Every block that’s removed is a money gap.
It means the change hasn’t happened yet, but the direction is locked in. The market isn’t waiting for AI to achieve a 94% use rate, it’s preparing for it. Hiring, job expectations and role design – these are all precursors to full AI adoption.
You have a narrow window where you can still stabilize your Jenga tower before too many blocks are gone.
Keep these 3 things in mind:
- Rebuild your tower around the blocks that stay
Your job as it exists today, isn’t going to be the same for much longer. You must consider what’s left for you after AI has pulled out 30-50% of the easiest blocks. If a large part of your day is predictable, repeatable, and easy to define, those blocks are already loose.
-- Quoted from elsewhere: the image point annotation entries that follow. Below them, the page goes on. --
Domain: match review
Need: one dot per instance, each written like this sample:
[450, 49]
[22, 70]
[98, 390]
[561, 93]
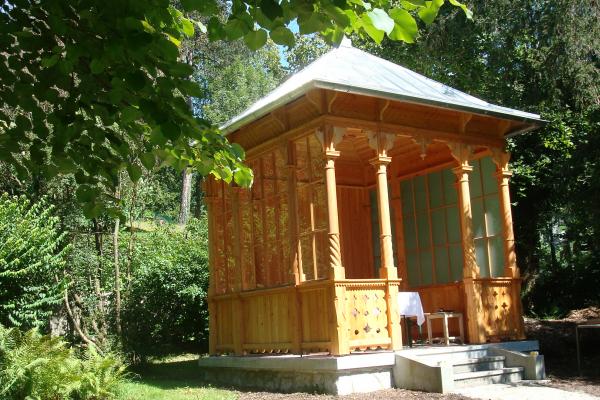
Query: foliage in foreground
[36, 366]
[32, 255]
[165, 307]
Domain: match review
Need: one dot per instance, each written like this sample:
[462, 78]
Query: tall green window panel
[487, 223]
[375, 239]
[432, 238]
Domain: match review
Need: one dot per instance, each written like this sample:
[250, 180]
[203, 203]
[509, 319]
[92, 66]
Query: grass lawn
[171, 379]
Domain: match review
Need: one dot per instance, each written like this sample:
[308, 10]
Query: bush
[166, 306]
[32, 255]
[36, 366]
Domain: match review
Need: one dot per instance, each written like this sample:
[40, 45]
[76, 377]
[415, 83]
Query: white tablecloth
[409, 304]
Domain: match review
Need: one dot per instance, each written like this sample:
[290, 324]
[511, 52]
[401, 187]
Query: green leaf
[468, 13]
[243, 177]
[148, 160]
[171, 130]
[134, 171]
[236, 28]
[339, 16]
[314, 23]
[372, 31]
[283, 36]
[50, 61]
[428, 13]
[381, 20]
[271, 9]
[255, 39]
[405, 28]
[188, 27]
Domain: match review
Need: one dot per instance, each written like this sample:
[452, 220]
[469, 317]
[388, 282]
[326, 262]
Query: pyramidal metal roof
[348, 69]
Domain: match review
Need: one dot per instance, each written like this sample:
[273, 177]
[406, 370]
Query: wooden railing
[300, 319]
[502, 315]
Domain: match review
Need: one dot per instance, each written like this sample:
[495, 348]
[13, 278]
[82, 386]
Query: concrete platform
[428, 368]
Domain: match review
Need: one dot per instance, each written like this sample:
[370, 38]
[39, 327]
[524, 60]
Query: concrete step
[477, 378]
[456, 355]
[478, 364]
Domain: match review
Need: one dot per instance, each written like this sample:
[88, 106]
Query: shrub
[166, 307]
[32, 252]
[36, 366]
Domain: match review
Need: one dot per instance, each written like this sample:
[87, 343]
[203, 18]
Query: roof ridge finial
[346, 42]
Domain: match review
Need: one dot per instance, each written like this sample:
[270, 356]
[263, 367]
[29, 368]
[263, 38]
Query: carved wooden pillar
[299, 275]
[503, 174]
[210, 199]
[329, 137]
[382, 142]
[294, 242]
[473, 302]
[237, 317]
[511, 269]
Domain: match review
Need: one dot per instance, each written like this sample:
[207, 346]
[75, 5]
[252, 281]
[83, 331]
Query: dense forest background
[138, 283]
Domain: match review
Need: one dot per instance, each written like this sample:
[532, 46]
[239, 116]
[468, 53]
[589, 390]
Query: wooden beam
[408, 131]
[473, 302]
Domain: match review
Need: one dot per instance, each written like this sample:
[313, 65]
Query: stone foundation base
[311, 374]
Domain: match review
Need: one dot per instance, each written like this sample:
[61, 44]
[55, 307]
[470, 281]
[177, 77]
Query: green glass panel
[420, 193]
[442, 273]
[456, 261]
[412, 264]
[436, 197]
[407, 201]
[496, 257]
[450, 192]
[453, 228]
[375, 230]
[475, 179]
[493, 223]
[482, 257]
[426, 267]
[438, 226]
[478, 218]
[423, 230]
[410, 234]
[488, 174]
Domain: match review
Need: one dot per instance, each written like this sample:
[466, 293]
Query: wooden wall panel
[267, 324]
[355, 232]
[315, 304]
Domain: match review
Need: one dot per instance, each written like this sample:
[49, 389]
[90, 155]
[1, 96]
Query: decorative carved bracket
[461, 152]
[329, 138]
[464, 121]
[381, 142]
[501, 159]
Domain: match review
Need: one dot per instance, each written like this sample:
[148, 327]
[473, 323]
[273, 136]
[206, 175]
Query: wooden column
[503, 174]
[237, 306]
[501, 158]
[473, 302]
[210, 199]
[298, 277]
[382, 142]
[329, 137]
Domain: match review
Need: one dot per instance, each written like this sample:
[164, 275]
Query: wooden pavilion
[369, 179]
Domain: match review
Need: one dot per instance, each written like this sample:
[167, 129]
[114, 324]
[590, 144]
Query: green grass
[171, 379]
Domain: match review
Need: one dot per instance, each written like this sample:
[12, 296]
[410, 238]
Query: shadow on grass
[170, 374]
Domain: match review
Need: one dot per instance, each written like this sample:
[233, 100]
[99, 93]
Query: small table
[444, 316]
[409, 305]
[592, 324]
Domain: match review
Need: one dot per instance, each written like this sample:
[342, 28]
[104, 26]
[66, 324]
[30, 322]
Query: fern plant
[35, 366]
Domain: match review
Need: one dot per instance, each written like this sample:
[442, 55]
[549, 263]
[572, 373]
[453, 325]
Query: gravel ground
[584, 385]
[382, 394]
Stable structures are built on the pieces AI struggles with, the decisions, trade-offs, and judgment calls. So, rebuild around those!
Your future role isn’t your current tower with a few gaps. It’s a smaller, stronger structure that still stands when the easy blocks are gone.
- Don’t stack your tower the old way
The study was pretty clear about what’s happening in hiring – access to tech jobs is getting harder, especially at the bottom. Entry-level hiring into exposed jobs is already showing signs of slow-down. That changes how you will stack your tower.
The old way was – stack easy, repeatable tasks, build experience and earn your way to harder work. Nix that logic, those loose blocks are what AI is pulling out first. Your focus needs to be on proving you can handle harder tasks, by leveraging AI for the easy ones. And augmenting with AI for the medium-level tasks.
You’re not going to be rewarded for how many blocks you stack. You’re rewarded for owning the few blocks AI can’t touch. That’s task advantage.
- Play both sides of the game
Most people in tech are still trapped inside their old towers, trying to hold things together. But you have the power to play both sides – you can BE the AI hand used for leverage instead of fearing the hand automating you into insignificance.
Your advantage is knowing which blocks can be removed, which need reinforcement and how to rebuild your tower with fewer pieces. That means thinking in systems – build repeatable sequences, test where AI can handle end-to-end work and know exactly where you need to step in to guide, and validate the process.
As the tower gets pulled apart, value shifts to the person who decides what gets removed, what stays, and how the whole thing is rebuilt.
The Anthropic study doesn’t show the end of AI, or a job market collapsing. Instead, it helps us understand that the tech market is being re-priced, task by task.
AI is moving blocks people. Enough to make the rules of the game obvious – your income isn’t tied to your title. It’s tied to what still holds value, once AI has taken its turn.
Stay paid by owning the blocks AI can’t replace, and building the AI that removes the ones that shouldn’t belong to you anymore.
In this version of the game, the tallest tower doesn’t matter. What matters is who’s still standing when the easy blocks are gone… and who got paid to remove them.